Well, back to report my screw-up. Putting the wrong root messed the initramfs, now failing to mount the vg and dropping only to a basic shell. I loaded the live usb to access.the sda2 and unencrypt sda3 but no easy way to revert my mistake. Will start from scratch and separate the uefi, boot, home and /. Will then try again to see were my mistake was.
Me again. Finally, I'm glad to report everything went well on a fresh install ! Here are the steps that may help others "get it right" from the start.
Do a fresh "Mint 17.1" install with automatic steps for LVM encryption (pick a strong passphrase and wipe the drive).
Press Ctrl+F2 to log as root, follow the steps in this tutorial where you can use the enroll script with -d /dev/sda3 -s 1 (for a standard Mint 17.1 install as /dev/sda1 will be the (U)EFI partition and /dev/sda2 will be the Ext2 partition mounted as /Boot).
Then the passwords entered twice will be your new passwphrase + yubikey, the 3rd password has to match the passphrase in the LUKS Slot 0.
If you get a "locale not found" error, no impact for me but then I'm used to avoiding the keyboard letters/digits that differ between layouts (ie: qwzm).
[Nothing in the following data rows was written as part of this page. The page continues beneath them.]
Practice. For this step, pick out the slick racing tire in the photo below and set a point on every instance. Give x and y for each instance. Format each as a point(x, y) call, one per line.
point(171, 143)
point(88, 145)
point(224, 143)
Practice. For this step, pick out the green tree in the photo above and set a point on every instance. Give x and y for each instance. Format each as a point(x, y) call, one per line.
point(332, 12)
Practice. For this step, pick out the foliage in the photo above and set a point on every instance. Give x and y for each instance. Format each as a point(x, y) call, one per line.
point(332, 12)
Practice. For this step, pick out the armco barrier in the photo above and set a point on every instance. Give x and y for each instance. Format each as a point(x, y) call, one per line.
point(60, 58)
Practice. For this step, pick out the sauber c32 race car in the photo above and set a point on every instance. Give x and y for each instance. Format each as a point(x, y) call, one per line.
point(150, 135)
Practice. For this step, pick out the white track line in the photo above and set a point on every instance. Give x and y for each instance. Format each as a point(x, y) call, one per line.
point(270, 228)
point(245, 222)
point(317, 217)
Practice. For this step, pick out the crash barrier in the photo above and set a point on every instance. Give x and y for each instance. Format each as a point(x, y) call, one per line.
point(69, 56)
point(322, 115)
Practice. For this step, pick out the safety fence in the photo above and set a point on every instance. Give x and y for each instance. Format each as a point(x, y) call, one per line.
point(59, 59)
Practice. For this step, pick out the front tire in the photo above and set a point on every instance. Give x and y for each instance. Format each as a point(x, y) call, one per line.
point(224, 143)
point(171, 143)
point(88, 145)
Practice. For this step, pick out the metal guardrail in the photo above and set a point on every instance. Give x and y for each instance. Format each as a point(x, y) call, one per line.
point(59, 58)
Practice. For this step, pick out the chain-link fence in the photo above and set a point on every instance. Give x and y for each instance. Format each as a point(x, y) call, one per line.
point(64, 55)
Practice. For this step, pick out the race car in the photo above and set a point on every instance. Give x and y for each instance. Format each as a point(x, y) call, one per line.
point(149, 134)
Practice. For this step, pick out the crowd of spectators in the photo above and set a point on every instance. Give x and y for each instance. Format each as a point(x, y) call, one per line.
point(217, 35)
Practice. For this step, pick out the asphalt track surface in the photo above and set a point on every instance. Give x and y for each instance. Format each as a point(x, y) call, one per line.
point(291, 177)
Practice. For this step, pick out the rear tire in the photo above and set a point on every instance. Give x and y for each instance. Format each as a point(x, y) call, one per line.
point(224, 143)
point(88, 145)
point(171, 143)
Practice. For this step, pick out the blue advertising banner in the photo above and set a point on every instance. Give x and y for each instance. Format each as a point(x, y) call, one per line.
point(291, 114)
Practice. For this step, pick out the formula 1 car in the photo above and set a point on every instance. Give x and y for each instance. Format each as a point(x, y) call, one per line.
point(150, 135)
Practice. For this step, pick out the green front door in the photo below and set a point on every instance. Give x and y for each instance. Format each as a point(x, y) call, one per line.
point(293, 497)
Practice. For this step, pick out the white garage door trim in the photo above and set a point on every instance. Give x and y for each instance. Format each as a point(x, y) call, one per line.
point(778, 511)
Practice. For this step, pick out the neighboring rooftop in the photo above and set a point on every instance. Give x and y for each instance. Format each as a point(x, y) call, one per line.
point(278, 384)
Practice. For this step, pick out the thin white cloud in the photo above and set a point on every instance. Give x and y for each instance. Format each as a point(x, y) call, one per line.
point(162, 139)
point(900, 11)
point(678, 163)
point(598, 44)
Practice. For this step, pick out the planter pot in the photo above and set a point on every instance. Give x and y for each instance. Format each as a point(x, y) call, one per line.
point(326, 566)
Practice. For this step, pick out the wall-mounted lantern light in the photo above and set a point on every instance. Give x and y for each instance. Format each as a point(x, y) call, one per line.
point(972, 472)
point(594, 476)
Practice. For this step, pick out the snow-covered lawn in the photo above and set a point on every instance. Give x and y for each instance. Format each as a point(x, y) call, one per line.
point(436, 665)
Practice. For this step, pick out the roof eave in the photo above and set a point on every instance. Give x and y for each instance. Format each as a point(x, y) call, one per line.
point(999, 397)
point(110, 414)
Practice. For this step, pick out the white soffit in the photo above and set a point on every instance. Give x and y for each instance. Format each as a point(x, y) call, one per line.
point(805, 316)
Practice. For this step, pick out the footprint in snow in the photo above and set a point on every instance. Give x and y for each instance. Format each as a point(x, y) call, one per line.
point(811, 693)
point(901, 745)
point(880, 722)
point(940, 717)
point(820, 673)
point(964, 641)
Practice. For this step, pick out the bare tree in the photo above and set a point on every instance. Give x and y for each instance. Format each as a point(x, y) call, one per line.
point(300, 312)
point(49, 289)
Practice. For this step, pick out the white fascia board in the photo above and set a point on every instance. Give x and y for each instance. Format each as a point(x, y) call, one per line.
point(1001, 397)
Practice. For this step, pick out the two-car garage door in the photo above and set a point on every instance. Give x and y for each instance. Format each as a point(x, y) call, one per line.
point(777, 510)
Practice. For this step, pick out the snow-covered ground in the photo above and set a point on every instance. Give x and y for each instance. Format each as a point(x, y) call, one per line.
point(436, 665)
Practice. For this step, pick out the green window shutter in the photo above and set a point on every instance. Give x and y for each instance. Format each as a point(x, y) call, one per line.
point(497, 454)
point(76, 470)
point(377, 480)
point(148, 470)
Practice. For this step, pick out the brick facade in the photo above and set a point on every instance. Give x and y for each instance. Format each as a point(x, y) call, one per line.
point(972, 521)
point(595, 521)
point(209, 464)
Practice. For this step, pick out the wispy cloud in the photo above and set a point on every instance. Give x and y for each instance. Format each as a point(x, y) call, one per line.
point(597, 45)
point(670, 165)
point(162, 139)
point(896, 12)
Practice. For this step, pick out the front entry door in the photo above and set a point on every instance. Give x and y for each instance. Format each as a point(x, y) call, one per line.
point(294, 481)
Reboot and try your new passphrase + yubikey at the Mint PBA Login. Note: only the sucess messages will be shown as text (no visible hint about using a yubikey).
Last word: many thanks to the OP and PrivacyIdea for putting this package up, this is fantastic work.
I already have my installation of Linux Mint encrypted with LUKS, does this add a Yubikey to the current encryption?
Hi,
It works perfect on system boot. But it didn't work if I try this after boot, e.g. to decrypt a data partition.
Is this possibly?
Midyr
To mount the LUKS partition after boot use the following commands:
echo "Password: " && read -s challenge
ykchalresp -2 "$challenge" | sudo cryptsetup luksOpen /dev/sdb1 mydevice -
sudo mkdir -p /mnt/mydevice
sudo mount /dev/mapper/mydevice /mnt/mydevice
unset challenge
To unmount partition:
sudo umount /mnt/mydevice
sudo rm -rf /mnt/mydevice
sudo cryptsetup luksClose mydevice
Hi,
on Ubuntu 18.04 this works like a charm for one disk.
On my desktop however I have two encrypted disks, and the yubikey-supported decryption only works for the first disk, for the second I need the conventional password, in spite of having enrolled the key there, too.
What is the trick to decrypt two encrypted disks with yubikey-support?
---Markus
I followed the instructions, and everything worked flawlessly untill I rebooted and was promted to insert the yubikey. The old password still works, but no combination of inserting the yubikey, pressing its button and typing the new password works. They all end up at unsuccessful attempts.
How exactly am i supposed to give the new password, run it through the yubikey and get access to the disk? Any one who can give it in baby steps?